Over at the Illinois Appellate Lawyer Blog, our colleague Steven R. Merican recently called our attention to an appeals court decision related to insurance coverage for “junk fax” class actions — an important practice for our firm. Eclipse Manufacturing v. United States Compliance, Nos. 2-06-0825, 2-06-0889 (11/30/07).

In the underlying case, Eclipse Manufacturing Co. filed a class-action lawsuit against United States Compliance for sending Eclipse unsolicited “blast faxes” in violation of the federal Telephone Consumer Protection Act and the Illinois Consumer Fraud and Deceptive Practices Act. Compliance’s insurer, Hartford Casualty Insurance Co., declined to cover the defense. Compliance later settled with Eclipse by simply assigning its right to the full limits of its coverage under the policy. In order to collect this settlement, Eclipse then filed a third-party citation against Hartford.
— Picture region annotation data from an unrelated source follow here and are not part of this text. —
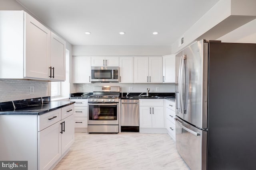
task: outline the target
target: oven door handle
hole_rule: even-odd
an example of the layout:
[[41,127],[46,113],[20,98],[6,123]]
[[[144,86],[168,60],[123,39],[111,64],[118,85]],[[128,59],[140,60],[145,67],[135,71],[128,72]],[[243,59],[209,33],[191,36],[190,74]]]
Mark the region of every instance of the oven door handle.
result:
[[88,103],[88,105],[100,105],[100,106],[117,106],[117,103]]

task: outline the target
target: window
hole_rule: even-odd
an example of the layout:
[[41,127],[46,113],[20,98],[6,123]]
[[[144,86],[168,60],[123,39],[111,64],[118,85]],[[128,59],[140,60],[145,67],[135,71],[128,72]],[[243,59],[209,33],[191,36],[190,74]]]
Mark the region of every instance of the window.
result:
[[53,98],[69,97],[69,51],[66,49],[66,80],[51,82],[51,96]]

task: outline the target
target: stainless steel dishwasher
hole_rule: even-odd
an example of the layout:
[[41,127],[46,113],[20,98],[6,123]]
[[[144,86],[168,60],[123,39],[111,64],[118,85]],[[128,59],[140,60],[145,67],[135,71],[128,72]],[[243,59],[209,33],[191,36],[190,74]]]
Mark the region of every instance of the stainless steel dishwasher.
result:
[[121,131],[139,131],[139,100],[121,100]]

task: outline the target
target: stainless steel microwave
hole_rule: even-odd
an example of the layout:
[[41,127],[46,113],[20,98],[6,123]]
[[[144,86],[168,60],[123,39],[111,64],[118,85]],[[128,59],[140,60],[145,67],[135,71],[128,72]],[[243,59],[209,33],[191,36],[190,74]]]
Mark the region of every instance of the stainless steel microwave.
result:
[[118,82],[119,67],[91,67],[91,82]]

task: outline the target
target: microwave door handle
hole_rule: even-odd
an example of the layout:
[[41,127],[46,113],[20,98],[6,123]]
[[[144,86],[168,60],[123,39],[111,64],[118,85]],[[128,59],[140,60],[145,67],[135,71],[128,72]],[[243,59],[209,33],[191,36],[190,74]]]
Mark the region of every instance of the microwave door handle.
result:
[[174,118],[174,119],[175,119],[175,121],[176,121],[176,122],[178,123],[179,125],[182,127],[182,129],[184,129],[185,130],[186,130],[190,133],[191,133],[192,135],[194,135],[195,136],[200,136],[200,133],[198,132],[195,132],[194,131],[193,131],[192,130],[190,129],[187,127],[185,127],[182,124],[182,123],[181,122],[180,122],[180,121],[178,120],[178,119],[177,118]]

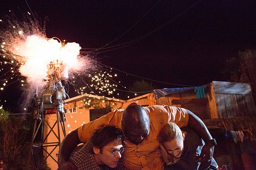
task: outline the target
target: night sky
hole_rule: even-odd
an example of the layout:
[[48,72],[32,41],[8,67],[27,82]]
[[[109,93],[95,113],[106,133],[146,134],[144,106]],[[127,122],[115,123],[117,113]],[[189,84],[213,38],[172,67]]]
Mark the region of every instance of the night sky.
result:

In part because Hartford hadn’t sought a declaratory judgment on its obligation to defend Compliance, estopping it from raising policy defenses, the trial court sided with Eclipse. Hartford later filed for declaratory judgment in Minnesota, where Compliance is based, but its claim was dismissed for lack of jurisdiction. Hartford appealed, arguing that it was not estopped because the trial court should have applied Minnesota law, which it argued conflicts with Illinois law on estoppel. Furthermore, Hartford argued, its policy doesn’t cover the underlying lawsuit under either state’s law. The Illinois Second District Court of Appeal affirmed the trial court, saying there was no conflict in outcomes between Illinois and Minnesota laws of estoppel. Thus, Hartford was estopped from raising policy arguments — making them irrelevant.